A Umina couple who lived on opposite sides of the world when they met have celebrated 60 years of marriage.
The Reverend Peter Swain and his wife Joan met in London in 1952.
Mr Swain said he had been working in insurance when he felt called by God to join the Ministry.
Leaving Australia by ship for England with his motorbike, he had five pounds to his name.
“I found myself selling ice cream at Wimbledon,” said Mr Swain.
“In a London church opposite Westminster Abbey, I also found Joan, a pretty Dorset girl who moved to London to work.
“She later stole my heart,” he said.
Mr Swain returned to Australia in 1954 for religious studies, undertaking an arts degree at Queens College, Melbourne, studying Hebrew.
He and Joan remained in contact by mail, exchanging weekly letters.
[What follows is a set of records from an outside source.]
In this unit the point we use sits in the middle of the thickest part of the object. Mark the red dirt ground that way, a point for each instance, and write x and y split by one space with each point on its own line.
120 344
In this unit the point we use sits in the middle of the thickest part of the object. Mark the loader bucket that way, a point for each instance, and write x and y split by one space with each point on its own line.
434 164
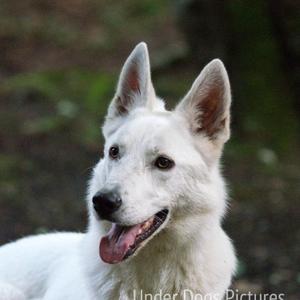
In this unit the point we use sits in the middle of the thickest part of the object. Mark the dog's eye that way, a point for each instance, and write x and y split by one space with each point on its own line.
164 163
114 152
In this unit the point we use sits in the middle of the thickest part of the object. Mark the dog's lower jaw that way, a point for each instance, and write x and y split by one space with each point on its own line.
207 261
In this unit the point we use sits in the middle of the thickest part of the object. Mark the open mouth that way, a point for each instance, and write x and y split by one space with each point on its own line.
122 241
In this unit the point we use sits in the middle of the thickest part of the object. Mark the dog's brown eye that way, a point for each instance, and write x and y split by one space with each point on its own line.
114 152
164 163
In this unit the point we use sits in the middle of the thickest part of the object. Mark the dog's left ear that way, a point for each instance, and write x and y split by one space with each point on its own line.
206 107
134 88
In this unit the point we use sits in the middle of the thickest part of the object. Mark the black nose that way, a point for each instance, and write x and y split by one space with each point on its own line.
106 202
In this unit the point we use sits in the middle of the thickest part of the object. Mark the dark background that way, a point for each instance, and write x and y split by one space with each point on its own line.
59 62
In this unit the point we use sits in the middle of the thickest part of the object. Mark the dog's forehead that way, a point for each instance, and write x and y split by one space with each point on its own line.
150 129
Peter proposed by letter in 1956.
He followed the letter with an engagement ring.
“There I was on the top of a London double decker bus putting the ring on my finger, without the man I was to marry even in the country,” Ms Swain said.
“In fact, because of the type of package Peter sent, I had to spend my precious pennies releasing the package from London’s Customs department,” she said.
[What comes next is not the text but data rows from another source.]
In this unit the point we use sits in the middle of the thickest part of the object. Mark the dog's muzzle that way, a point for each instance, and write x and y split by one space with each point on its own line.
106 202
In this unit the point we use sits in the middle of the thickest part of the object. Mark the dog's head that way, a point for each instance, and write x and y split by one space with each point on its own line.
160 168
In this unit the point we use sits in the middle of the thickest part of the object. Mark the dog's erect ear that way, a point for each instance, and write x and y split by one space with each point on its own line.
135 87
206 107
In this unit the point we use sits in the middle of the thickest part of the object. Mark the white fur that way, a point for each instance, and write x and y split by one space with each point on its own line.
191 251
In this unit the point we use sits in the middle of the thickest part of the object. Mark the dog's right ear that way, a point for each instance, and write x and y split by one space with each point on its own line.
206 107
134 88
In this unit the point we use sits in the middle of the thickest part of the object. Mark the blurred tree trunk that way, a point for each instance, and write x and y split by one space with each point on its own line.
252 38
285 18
Because Mr Swain was yet to complete his ministry studies, he was unable to marry.
Nonetheless, Ms Swain caught the ship to Adelaide to start a life on the same soil.
They married in 1958 and welcomed their first child Sue after 10 months of marriage, with daughter Katie and son Brin to soon follow.
For the next eight years, Mr Swain was chaplain for Wesley College in Melbourne, before he moved to Sydney’s Newington College where he spent 27 years.
He wrote three books for the school on its history and completed a Masters of Arts and Education, followed by a doctorate that included time spent in California.
Mr Swain went on to receive an OAM in 2005 for his service to the Uniting Church and his work in Australia, particularly as national president of the Australian Association for Religious Education, coupled with his work for 20 years as an Army Reserve chaplain during the Vietnam War.
Having holidayed in Umina over the years, when Peter retired in 1996, they moved to the Peninsula.
They now live at Peninsula Village in Umina.
“They socialise with all their Village friends,” said Peninsula Village chief Mr Shane Neaves.
“Peter remains active in the church community, running the services at Peninsula Village for Anzac Day and Christmas.
“He runs a study group every week at the local church, as well as prayer meetings,” Mr Neaves said.